House investigators, during his interview, showed Bergès a statement made by then-White House press secretary Jen Psaki on July 9, 2021.

"After careful consideration, a system has been established that allows for Hunter Biden to work in his profession within reasonable safeguards," she said. "All interactions regarding the selling of art and the setting of prices will be handled by professional galleries, adhering to the highest industry standards. Any offer out of the normal court would be rejected out of hand."

Psaki added, "The galleries will not share information about buyers or prospective buyers, including their identities, with Hunter Biden or the administration, which provides quite a level of protection."

When pressed further, Psaki stressed that "it would be challenging for an anonymous person who we don’t know and Hunter Biden doesn’t know to have influence — so that’s a protection." 

However, Bergès testified that at the time of the White House’s July 2021 statement, he had an agreement with Hunter Biden which called for him, instead, "to disclose to Hunter Biden who the purchasers of his art were." Bergès said that contract was agreed to in December 2020. 

Bergès said that it was not until September 2021 that a new agreement with Hunter Biden was created.
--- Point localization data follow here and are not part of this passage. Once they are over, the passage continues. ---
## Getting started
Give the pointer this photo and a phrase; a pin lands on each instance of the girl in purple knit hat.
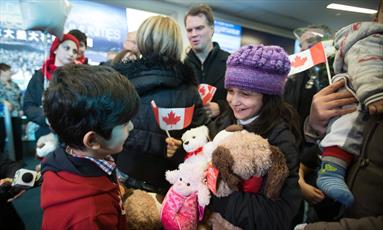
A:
(255, 78)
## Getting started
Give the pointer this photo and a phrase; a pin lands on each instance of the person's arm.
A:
(327, 103)
(371, 223)
(33, 99)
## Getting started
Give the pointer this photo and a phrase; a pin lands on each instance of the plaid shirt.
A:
(107, 164)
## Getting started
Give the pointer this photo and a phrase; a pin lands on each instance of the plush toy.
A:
(142, 209)
(244, 155)
(186, 199)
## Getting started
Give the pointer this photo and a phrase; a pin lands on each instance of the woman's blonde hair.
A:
(160, 36)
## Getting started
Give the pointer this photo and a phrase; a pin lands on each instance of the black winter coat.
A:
(32, 105)
(255, 211)
(211, 72)
(170, 86)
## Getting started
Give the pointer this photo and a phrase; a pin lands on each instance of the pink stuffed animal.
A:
(185, 201)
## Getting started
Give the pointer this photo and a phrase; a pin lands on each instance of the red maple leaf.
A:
(171, 119)
(298, 61)
(201, 91)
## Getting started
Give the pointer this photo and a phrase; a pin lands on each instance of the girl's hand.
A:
(376, 107)
(173, 145)
(212, 109)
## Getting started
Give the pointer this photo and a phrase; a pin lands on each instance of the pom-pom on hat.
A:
(258, 68)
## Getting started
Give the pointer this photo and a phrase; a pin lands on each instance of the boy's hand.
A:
(13, 193)
(376, 107)
(173, 145)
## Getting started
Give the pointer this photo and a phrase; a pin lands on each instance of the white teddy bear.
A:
(193, 142)
(185, 201)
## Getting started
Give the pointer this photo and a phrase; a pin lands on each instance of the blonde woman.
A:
(158, 75)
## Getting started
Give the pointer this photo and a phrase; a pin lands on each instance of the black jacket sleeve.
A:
(32, 105)
(7, 166)
(255, 211)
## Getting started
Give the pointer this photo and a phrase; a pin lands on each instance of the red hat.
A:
(48, 66)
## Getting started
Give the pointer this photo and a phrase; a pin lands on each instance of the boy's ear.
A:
(91, 140)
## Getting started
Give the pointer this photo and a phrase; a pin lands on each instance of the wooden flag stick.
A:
(327, 67)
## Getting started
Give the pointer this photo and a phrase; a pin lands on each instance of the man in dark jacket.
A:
(205, 57)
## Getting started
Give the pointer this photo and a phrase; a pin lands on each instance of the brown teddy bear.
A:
(243, 155)
(142, 209)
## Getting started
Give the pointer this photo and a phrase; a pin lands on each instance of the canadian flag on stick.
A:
(307, 58)
(172, 118)
(206, 92)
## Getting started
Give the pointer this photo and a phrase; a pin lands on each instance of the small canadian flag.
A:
(307, 59)
(206, 92)
(172, 118)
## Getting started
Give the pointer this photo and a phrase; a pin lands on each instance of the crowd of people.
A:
(106, 137)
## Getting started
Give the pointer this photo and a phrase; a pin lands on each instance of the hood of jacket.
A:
(346, 37)
(68, 178)
(150, 74)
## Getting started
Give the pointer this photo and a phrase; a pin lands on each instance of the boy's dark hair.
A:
(83, 98)
(274, 108)
(81, 37)
(201, 9)
(4, 67)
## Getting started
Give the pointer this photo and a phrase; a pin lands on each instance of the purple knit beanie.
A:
(258, 68)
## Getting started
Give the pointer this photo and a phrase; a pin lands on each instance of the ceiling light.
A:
(351, 8)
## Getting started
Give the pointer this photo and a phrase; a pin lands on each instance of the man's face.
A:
(82, 49)
(199, 33)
That agreement stated that "the gallery will not disclose the name of any buyers of artist’s artwork to artist or any agent of artist."

Bergès stressed, though, that there was not a "White House-involved agreement," and that Hunter Biden did know the identities of approximately 70% of the buyers of his art. Meanwhile, Bergès testified that he had spoken to President Biden both on the phone and in person.

The art gallerist previously told Fox News Digital he "never violated the agreement we had with Hunter Biden."

"If he knew the identities of some of the buyers — it’s because they were his friends or by happenstance," Bergès said. "My obligation to Hunter is to not disclose the buyers — which I haven’t." 

Fox News Digital's Brooke Singman contributed reporting.